Highlights & Insights¶
- The "attribute as a bridge" concept is ingenious—it bypasses the limitations of MLLM causal attention on fine-grained alignment by using textual attributes, converting generative power into discriminative power.
- Using retrieval performance as an RL reward signal creates a closed-loop optimization that is more direct than traditional proxy losses. This approach is transferable to any "generation-assisted discrimination" scenario.
- The automatic shortening of attribute length during RL training is a fascinating emergent phenomenon, indicating that RL is indeed learning "what information is useful for retrieval."
Limitations & Future Work¶
- The RL strategy involves an "alignment tax"—over-optimizing for Recall@k might damage general representation quality.
- Currently only validated on e-commerce datasets; generalization to other fine-grained retrieval scenarios remains to be explored.
- The attribute generator increases inference overhead, requiring a trade-off between accuracy and efficiency.

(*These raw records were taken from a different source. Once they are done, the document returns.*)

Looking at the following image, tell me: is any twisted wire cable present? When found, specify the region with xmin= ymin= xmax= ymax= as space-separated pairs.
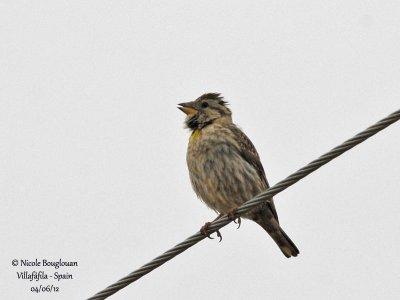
xmin=88 ymin=110 xmax=400 ymax=300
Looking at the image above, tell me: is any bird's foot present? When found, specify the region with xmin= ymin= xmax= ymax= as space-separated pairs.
xmin=228 ymin=208 xmax=242 ymax=229
xmin=200 ymin=222 xmax=222 ymax=242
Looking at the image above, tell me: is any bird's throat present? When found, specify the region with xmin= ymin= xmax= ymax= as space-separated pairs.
xmin=190 ymin=129 xmax=201 ymax=142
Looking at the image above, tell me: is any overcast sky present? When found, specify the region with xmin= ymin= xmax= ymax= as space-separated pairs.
xmin=0 ymin=0 xmax=400 ymax=299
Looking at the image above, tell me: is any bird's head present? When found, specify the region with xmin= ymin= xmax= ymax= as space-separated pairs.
xmin=178 ymin=93 xmax=232 ymax=130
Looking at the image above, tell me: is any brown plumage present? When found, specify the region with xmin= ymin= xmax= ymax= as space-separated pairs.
xmin=179 ymin=93 xmax=299 ymax=257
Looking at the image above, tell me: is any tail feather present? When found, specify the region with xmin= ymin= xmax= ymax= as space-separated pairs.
xmin=257 ymin=219 xmax=300 ymax=258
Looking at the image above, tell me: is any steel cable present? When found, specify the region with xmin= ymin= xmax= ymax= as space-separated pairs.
xmin=88 ymin=110 xmax=400 ymax=300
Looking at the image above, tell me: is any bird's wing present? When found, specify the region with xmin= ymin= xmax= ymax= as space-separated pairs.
xmin=232 ymin=126 xmax=279 ymax=222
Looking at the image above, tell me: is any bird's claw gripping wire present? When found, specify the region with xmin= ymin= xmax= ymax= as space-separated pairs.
xmin=200 ymin=222 xmax=222 ymax=242
xmin=228 ymin=208 xmax=242 ymax=229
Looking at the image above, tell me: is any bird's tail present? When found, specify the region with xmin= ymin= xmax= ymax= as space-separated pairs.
xmin=256 ymin=219 xmax=300 ymax=258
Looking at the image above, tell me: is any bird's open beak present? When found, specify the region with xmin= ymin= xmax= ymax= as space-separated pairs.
xmin=178 ymin=102 xmax=197 ymax=115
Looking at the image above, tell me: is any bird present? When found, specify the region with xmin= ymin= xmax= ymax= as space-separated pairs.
xmin=178 ymin=93 xmax=299 ymax=258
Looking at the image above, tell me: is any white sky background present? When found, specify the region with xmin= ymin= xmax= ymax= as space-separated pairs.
xmin=0 ymin=0 xmax=400 ymax=299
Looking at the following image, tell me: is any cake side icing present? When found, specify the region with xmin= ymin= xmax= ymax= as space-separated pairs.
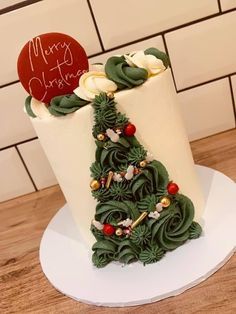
xmin=90 ymin=93 xmax=201 ymax=268
xmin=31 ymin=69 xmax=204 ymax=245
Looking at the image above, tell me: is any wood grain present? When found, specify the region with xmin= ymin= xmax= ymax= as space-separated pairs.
xmin=0 ymin=130 xmax=236 ymax=314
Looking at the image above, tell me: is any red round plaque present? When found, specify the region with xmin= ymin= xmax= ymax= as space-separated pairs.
xmin=17 ymin=33 xmax=88 ymax=103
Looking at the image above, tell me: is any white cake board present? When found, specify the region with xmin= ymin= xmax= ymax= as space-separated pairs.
xmin=40 ymin=166 xmax=236 ymax=307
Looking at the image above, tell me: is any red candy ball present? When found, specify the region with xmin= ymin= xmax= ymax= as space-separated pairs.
xmin=102 ymin=224 xmax=116 ymax=236
xmin=167 ymin=182 xmax=179 ymax=195
xmin=124 ymin=123 xmax=136 ymax=136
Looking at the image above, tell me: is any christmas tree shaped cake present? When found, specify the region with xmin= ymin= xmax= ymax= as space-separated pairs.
xmin=90 ymin=93 xmax=202 ymax=268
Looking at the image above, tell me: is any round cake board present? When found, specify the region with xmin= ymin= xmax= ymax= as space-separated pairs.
xmin=40 ymin=166 xmax=236 ymax=307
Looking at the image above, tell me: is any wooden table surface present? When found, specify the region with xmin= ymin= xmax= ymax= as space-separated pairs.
xmin=0 ymin=130 xmax=236 ymax=314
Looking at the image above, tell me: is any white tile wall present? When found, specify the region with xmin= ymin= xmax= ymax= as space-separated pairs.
xmin=0 ymin=148 xmax=35 ymax=202
xmin=90 ymin=0 xmax=219 ymax=49
xmin=0 ymin=0 xmax=23 ymax=9
xmin=0 ymin=83 xmax=36 ymax=148
xmin=89 ymin=36 xmax=165 ymax=64
xmin=0 ymin=0 xmax=236 ymax=202
xmin=165 ymin=11 xmax=236 ymax=89
xmin=0 ymin=0 xmax=101 ymax=85
xmin=220 ymin=0 xmax=236 ymax=11
xmin=178 ymin=78 xmax=235 ymax=141
xmin=18 ymin=140 xmax=57 ymax=190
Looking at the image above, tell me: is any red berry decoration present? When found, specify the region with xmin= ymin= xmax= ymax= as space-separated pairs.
xmin=167 ymin=182 xmax=179 ymax=195
xmin=102 ymin=224 xmax=116 ymax=236
xmin=124 ymin=123 xmax=136 ymax=136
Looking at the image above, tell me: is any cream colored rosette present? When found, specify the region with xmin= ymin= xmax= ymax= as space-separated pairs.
xmin=74 ymin=71 xmax=117 ymax=101
xmin=124 ymin=51 xmax=166 ymax=76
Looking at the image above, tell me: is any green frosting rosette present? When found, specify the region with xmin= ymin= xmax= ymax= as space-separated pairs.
xmin=139 ymin=244 xmax=165 ymax=265
xmin=148 ymin=195 xmax=194 ymax=251
xmin=90 ymin=69 xmax=202 ymax=268
xmin=97 ymin=138 xmax=130 ymax=169
xmin=130 ymin=160 xmax=168 ymax=201
xmin=105 ymin=56 xmax=148 ymax=89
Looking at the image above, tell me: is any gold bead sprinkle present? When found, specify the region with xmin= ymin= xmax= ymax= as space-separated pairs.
xmin=116 ymin=228 xmax=123 ymax=237
xmin=107 ymin=92 xmax=114 ymax=98
xmin=97 ymin=133 xmax=105 ymax=141
xmin=160 ymin=196 xmax=171 ymax=208
xmin=139 ymin=160 xmax=147 ymax=168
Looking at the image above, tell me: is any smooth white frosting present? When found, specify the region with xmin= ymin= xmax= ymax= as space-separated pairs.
xmin=124 ymin=50 xmax=166 ymax=76
xmin=31 ymin=69 xmax=204 ymax=245
xmin=74 ymin=71 xmax=117 ymax=100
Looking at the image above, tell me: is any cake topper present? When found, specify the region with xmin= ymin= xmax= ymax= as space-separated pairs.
xmin=17 ymin=33 xmax=88 ymax=103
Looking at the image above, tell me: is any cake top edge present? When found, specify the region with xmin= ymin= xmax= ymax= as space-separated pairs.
xmin=17 ymin=33 xmax=170 ymax=118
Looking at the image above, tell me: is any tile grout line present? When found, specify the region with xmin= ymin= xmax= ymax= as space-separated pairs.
xmin=89 ymin=8 xmax=236 ymax=58
xmin=177 ymin=72 xmax=236 ymax=93
xmin=228 ymin=76 xmax=236 ymax=127
xmin=15 ymin=146 xmax=38 ymax=191
xmin=0 ymin=137 xmax=38 ymax=151
xmin=87 ymin=0 xmax=105 ymax=52
xmin=161 ymin=34 xmax=177 ymax=92
xmin=0 ymin=9 xmax=236 ymax=88
xmin=0 ymin=0 xmax=42 ymax=15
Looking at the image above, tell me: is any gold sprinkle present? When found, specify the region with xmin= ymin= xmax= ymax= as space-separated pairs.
xmin=131 ymin=212 xmax=148 ymax=229
xmin=106 ymin=171 xmax=114 ymax=189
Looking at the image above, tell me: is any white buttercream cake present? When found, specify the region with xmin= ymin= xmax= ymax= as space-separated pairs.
xmin=17 ymin=33 xmax=204 ymax=262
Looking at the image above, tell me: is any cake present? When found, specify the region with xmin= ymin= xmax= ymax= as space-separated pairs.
xmin=18 ymin=33 xmax=204 ymax=267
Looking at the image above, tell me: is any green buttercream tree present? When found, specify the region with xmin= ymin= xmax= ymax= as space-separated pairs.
xmin=90 ymin=93 xmax=201 ymax=267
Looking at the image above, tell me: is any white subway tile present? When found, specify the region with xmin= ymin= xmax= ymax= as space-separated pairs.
xmin=0 ymin=83 xmax=36 ymax=148
xmin=18 ymin=140 xmax=57 ymax=190
xmin=165 ymin=12 xmax=236 ymax=89
xmin=178 ymin=78 xmax=235 ymax=141
xmin=220 ymin=0 xmax=236 ymax=11
xmin=0 ymin=0 xmax=101 ymax=85
xmin=90 ymin=0 xmax=218 ymax=49
xmin=0 ymin=148 xmax=35 ymax=202
xmin=89 ymin=36 xmax=165 ymax=64
xmin=231 ymin=75 xmax=236 ymax=109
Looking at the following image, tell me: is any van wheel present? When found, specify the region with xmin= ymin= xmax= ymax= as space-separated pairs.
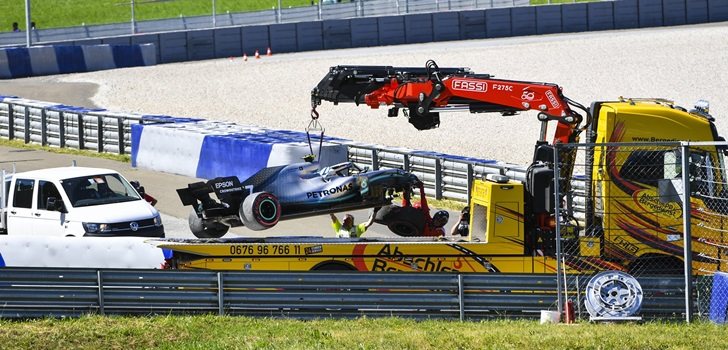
xmin=187 ymin=210 xmax=230 ymax=238
xmin=238 ymin=192 xmax=281 ymax=231
xmin=374 ymin=205 xmax=425 ymax=237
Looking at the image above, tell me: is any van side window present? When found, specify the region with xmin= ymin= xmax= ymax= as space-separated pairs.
xmin=37 ymin=181 xmax=61 ymax=210
xmin=13 ymin=179 xmax=35 ymax=209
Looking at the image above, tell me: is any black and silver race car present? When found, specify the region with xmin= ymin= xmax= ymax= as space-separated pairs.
xmin=177 ymin=162 xmax=420 ymax=238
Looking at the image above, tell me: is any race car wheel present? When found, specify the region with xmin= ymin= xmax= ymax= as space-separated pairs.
xmin=187 ymin=210 xmax=230 ymax=238
xmin=238 ymin=192 xmax=281 ymax=231
xmin=374 ymin=205 xmax=425 ymax=237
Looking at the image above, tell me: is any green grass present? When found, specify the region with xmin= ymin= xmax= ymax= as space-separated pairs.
xmin=0 ymin=0 xmax=311 ymax=31
xmin=0 ymin=316 xmax=728 ymax=350
xmin=0 ymin=0 xmax=593 ymax=32
xmin=0 ymin=139 xmax=131 ymax=163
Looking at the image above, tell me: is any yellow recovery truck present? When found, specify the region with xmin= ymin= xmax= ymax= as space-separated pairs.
xmin=160 ymin=62 xmax=728 ymax=273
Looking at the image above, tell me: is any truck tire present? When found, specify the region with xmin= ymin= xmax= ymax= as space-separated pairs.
xmin=187 ymin=210 xmax=230 ymax=238
xmin=374 ymin=205 xmax=425 ymax=237
xmin=238 ymin=192 xmax=281 ymax=231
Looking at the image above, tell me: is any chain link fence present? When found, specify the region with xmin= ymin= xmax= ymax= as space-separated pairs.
xmin=554 ymin=143 xmax=728 ymax=321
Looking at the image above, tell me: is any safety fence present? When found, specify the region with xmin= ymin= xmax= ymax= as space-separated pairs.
xmin=556 ymin=142 xmax=728 ymax=322
xmin=0 ymin=268 xmax=682 ymax=320
xmin=0 ymin=0 xmax=530 ymax=46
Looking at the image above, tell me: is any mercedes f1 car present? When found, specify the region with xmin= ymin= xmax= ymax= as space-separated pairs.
xmin=177 ymin=162 xmax=420 ymax=238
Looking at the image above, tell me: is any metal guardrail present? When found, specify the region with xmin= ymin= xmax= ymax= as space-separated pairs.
xmin=0 ymin=100 xmax=156 ymax=154
xmin=0 ymin=268 xmax=683 ymax=320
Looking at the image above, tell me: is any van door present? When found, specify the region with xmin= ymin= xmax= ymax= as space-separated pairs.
xmin=33 ymin=180 xmax=67 ymax=236
xmin=8 ymin=179 xmax=35 ymax=235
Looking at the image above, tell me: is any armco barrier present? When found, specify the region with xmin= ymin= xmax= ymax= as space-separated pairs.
xmin=0 ymin=268 xmax=684 ymax=320
xmin=0 ymin=44 xmax=157 ymax=79
xmin=131 ymin=121 xmax=347 ymax=181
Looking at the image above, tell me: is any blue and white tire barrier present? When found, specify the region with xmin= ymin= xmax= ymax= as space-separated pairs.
xmin=131 ymin=121 xmax=348 ymax=181
xmin=0 ymin=44 xmax=157 ymax=79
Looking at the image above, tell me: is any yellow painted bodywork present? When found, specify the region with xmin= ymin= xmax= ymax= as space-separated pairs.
xmin=596 ymin=101 xmax=728 ymax=273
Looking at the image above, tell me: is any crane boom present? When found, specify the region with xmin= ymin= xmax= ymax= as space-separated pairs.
xmin=311 ymin=60 xmax=590 ymax=143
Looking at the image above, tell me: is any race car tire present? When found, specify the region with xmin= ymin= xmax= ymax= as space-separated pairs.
xmin=187 ymin=210 xmax=230 ymax=238
xmin=374 ymin=204 xmax=425 ymax=237
xmin=238 ymin=192 xmax=281 ymax=231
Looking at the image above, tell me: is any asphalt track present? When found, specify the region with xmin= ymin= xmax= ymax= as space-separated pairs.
xmin=0 ymin=146 xmax=457 ymax=238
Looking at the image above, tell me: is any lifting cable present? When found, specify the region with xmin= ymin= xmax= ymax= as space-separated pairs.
xmin=304 ymin=104 xmax=325 ymax=162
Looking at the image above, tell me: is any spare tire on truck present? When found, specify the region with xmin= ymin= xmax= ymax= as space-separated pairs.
xmin=187 ymin=209 xmax=230 ymax=238
xmin=238 ymin=192 xmax=281 ymax=231
xmin=374 ymin=204 xmax=426 ymax=237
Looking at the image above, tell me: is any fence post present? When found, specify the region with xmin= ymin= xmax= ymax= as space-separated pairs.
xmin=435 ymin=158 xmax=442 ymax=199
xmin=372 ymin=148 xmax=379 ymax=170
xmin=554 ymin=144 xmax=564 ymax=315
xmin=58 ymin=111 xmax=66 ymax=148
xmin=24 ymin=106 xmax=30 ymax=144
xmin=96 ymin=270 xmax=106 ymax=315
xmin=8 ymin=103 xmax=15 ymax=140
xmin=116 ymin=117 xmax=126 ymax=154
xmin=217 ymin=272 xmax=225 ymax=316
xmin=458 ymin=274 xmax=465 ymax=321
xmin=96 ymin=116 xmax=104 ymax=153
xmin=76 ymin=113 xmax=86 ymax=149
xmin=40 ymin=108 xmax=48 ymax=146
xmin=465 ymin=163 xmax=473 ymax=200
xmin=680 ymin=142 xmax=693 ymax=323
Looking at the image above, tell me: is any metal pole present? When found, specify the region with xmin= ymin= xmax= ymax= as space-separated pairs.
xmin=680 ymin=142 xmax=693 ymax=323
xmin=96 ymin=270 xmax=105 ymax=315
xmin=554 ymin=144 xmax=564 ymax=315
xmin=217 ymin=272 xmax=225 ymax=316
xmin=212 ymin=0 xmax=217 ymax=28
xmin=25 ymin=0 xmax=31 ymax=47
xmin=458 ymin=275 xmax=465 ymax=321
xmin=131 ymin=0 xmax=136 ymax=35
xmin=0 ymin=169 xmax=7 ymax=232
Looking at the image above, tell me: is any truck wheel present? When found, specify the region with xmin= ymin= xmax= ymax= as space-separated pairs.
xmin=374 ymin=205 xmax=425 ymax=237
xmin=238 ymin=192 xmax=281 ymax=231
xmin=187 ymin=210 xmax=230 ymax=238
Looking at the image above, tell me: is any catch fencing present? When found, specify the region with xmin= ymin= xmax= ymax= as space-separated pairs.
xmin=0 ymin=268 xmax=681 ymax=320
xmin=0 ymin=0 xmax=530 ymax=46
xmin=554 ymin=142 xmax=728 ymax=322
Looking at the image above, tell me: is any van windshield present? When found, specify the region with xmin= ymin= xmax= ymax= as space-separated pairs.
xmin=61 ymin=174 xmax=141 ymax=208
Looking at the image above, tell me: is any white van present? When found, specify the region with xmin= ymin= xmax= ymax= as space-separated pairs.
xmin=0 ymin=167 xmax=164 ymax=237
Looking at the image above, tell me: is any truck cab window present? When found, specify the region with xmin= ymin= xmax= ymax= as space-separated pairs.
xmin=13 ymin=179 xmax=35 ymax=209
xmin=36 ymin=181 xmax=61 ymax=210
xmin=619 ymin=150 xmax=668 ymax=186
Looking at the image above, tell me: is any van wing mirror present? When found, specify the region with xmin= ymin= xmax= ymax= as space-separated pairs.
xmin=46 ymin=197 xmax=65 ymax=213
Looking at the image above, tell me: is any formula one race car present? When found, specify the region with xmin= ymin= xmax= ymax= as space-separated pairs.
xmin=177 ymin=162 xmax=420 ymax=238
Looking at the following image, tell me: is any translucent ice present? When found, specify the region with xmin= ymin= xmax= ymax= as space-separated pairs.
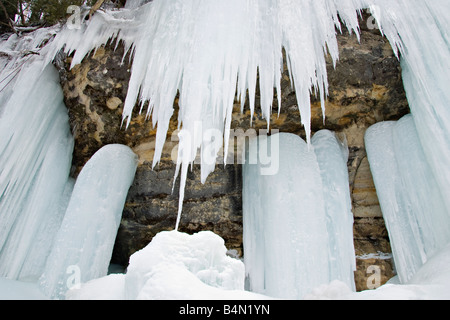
xmin=366 ymin=115 xmax=450 ymax=283
xmin=44 ymin=0 xmax=358 ymax=220
xmin=312 ymin=130 xmax=356 ymax=290
xmin=0 ymin=58 xmax=73 ymax=280
xmin=40 ymin=145 xmax=137 ymax=298
xmin=67 ymin=231 xmax=269 ymax=300
xmin=243 ymin=131 xmax=355 ymax=299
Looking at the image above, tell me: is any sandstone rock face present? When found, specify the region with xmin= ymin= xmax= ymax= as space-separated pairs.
xmin=60 ymin=17 xmax=409 ymax=290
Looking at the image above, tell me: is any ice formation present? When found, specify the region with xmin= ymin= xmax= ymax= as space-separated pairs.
xmin=312 ymin=130 xmax=356 ymax=290
xmin=39 ymin=145 xmax=137 ymax=298
xmin=0 ymin=57 xmax=73 ymax=280
xmin=243 ymin=131 xmax=355 ymax=299
xmin=42 ymin=0 xmax=450 ymax=235
xmin=366 ymin=115 xmax=450 ymax=283
xmin=43 ymin=0 xmax=366 ymax=222
xmin=67 ymin=231 xmax=269 ymax=300
xmin=0 ymin=0 xmax=450 ymax=300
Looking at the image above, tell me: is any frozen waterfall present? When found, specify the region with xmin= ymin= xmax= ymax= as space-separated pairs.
xmin=39 ymin=145 xmax=137 ymax=298
xmin=0 ymin=0 xmax=450 ymax=298
xmin=366 ymin=115 xmax=450 ymax=283
xmin=0 ymin=60 xmax=73 ymax=280
xmin=243 ymin=131 xmax=356 ymax=299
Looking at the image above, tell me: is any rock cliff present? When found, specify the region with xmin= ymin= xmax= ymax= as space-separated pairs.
xmin=58 ymin=16 xmax=409 ymax=290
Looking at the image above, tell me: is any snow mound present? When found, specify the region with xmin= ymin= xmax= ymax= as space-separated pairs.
xmin=66 ymin=231 xmax=268 ymax=300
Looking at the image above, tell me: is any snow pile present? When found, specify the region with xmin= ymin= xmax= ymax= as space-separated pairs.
xmin=39 ymin=145 xmax=137 ymax=298
xmin=67 ymin=231 xmax=268 ymax=300
xmin=243 ymin=131 xmax=356 ymax=299
xmin=366 ymin=115 xmax=450 ymax=283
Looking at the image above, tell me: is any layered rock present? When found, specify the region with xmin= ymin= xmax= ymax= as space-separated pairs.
xmin=56 ymin=16 xmax=409 ymax=290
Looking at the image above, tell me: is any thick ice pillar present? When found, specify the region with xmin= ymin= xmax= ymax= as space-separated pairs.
xmin=40 ymin=145 xmax=137 ymax=299
xmin=0 ymin=60 xmax=74 ymax=280
xmin=311 ymin=130 xmax=356 ymax=290
xmin=243 ymin=133 xmax=355 ymax=299
xmin=365 ymin=115 xmax=450 ymax=283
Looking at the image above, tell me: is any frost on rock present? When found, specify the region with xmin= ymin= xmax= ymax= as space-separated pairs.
xmin=0 ymin=57 xmax=74 ymax=280
xmin=366 ymin=115 xmax=450 ymax=283
xmin=39 ymin=145 xmax=137 ymax=298
xmin=44 ymin=0 xmax=359 ymax=220
xmin=42 ymin=0 xmax=450 ymax=232
xmin=243 ymin=131 xmax=355 ymax=299
xmin=312 ymin=130 xmax=356 ymax=290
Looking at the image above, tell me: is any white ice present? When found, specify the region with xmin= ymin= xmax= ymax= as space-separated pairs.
xmin=366 ymin=115 xmax=450 ymax=283
xmin=67 ymin=231 xmax=269 ymax=300
xmin=0 ymin=58 xmax=73 ymax=280
xmin=243 ymin=131 xmax=355 ymax=299
xmin=312 ymin=130 xmax=356 ymax=290
xmin=39 ymin=145 xmax=137 ymax=299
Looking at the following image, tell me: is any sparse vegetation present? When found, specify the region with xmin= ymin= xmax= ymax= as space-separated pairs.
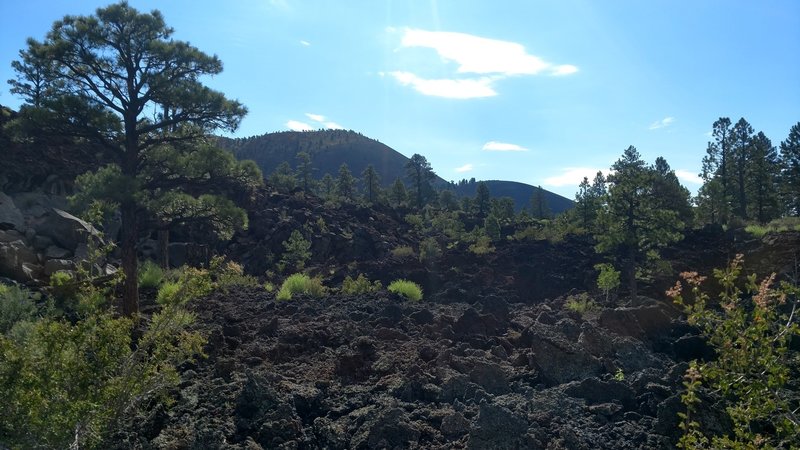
xmin=564 ymin=292 xmax=600 ymax=316
xmin=275 ymin=273 xmax=327 ymax=301
xmin=387 ymin=280 xmax=422 ymax=302
xmin=139 ymin=259 xmax=164 ymax=289
xmin=342 ymin=273 xmax=383 ymax=295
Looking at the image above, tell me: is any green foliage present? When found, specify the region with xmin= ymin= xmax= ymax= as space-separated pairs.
xmin=594 ymin=263 xmax=620 ymax=302
xmin=469 ymin=233 xmax=495 ymax=255
xmin=139 ymin=259 xmax=164 ymax=289
xmin=564 ymin=292 xmax=600 ymax=316
xmin=156 ymin=266 xmax=214 ymax=307
xmin=342 ymin=273 xmax=383 ymax=295
xmin=387 ymin=280 xmax=422 ymax=302
xmin=275 ymin=273 xmax=327 ymax=301
xmin=419 ymin=237 xmax=442 ymax=262
xmin=392 ymin=245 xmax=414 ymax=259
xmin=667 ymin=255 xmax=800 ymax=449
xmin=209 ymin=256 xmax=260 ymax=292
xmin=0 ymin=284 xmax=38 ymax=335
xmin=280 ymin=230 xmax=311 ymax=270
xmin=0 ymin=277 xmax=204 ymax=448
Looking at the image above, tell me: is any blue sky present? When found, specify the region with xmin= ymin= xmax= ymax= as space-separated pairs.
xmin=0 ymin=0 xmax=800 ymax=198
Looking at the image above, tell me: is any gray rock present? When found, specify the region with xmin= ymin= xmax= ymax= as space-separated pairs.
xmin=44 ymin=245 xmax=72 ymax=259
xmin=440 ymin=412 xmax=469 ymax=438
xmin=44 ymin=259 xmax=75 ymax=277
xmin=0 ymin=240 xmax=39 ymax=280
xmin=0 ymin=230 xmax=25 ymax=242
xmin=0 ymin=192 xmax=25 ymax=231
xmin=34 ymin=208 xmax=99 ymax=250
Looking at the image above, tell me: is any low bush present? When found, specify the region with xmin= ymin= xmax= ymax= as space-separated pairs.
xmin=275 ymin=273 xmax=326 ymax=301
xmin=564 ymin=292 xmax=599 ymax=316
xmin=387 ymin=280 xmax=422 ymax=302
xmin=0 ymin=284 xmax=37 ymax=334
xmin=342 ymin=273 xmax=383 ymax=295
xmin=392 ymin=246 xmax=414 ymax=259
xmin=139 ymin=259 xmax=164 ymax=289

- The convergence and optimal iteration count for Cyclic Iterative Training have not yet been analyzed in depth.
Related Work & Insights¶
- vs VLM2Vec: VLM2Vec directly uses MLLMs for representation but lacks fine-grained signals; AFMRL supplements this with attribute generation.
- vs FG-CLIP: FG-CLIP relies on region-level annotations for fine-grained alignment, which is incompatible with MLLM architectures; AFMRL replaces region features with attribute text.
- vs General GRPO: This work extends GRPO from reasoning tasks to retrieval alignment, with a more compact reward design.
Rating¶
- Novelty: ⭐⭐⭐⭐ The combination of attribute-guided contrastive learning and retrieval-reward RL is novel.
- Experimental Thoroughness: ⭐⭐⭐⭐ Validated on large-scale e-commerce datasets with thorough ablations.
- Writing Quality: ⭐⭐⭐⭐ Clear framework description and intuitive illustrations.
- Value: ⭐⭐⭐⭐ Clear practical value for fine-grained retrieval in e-commerce.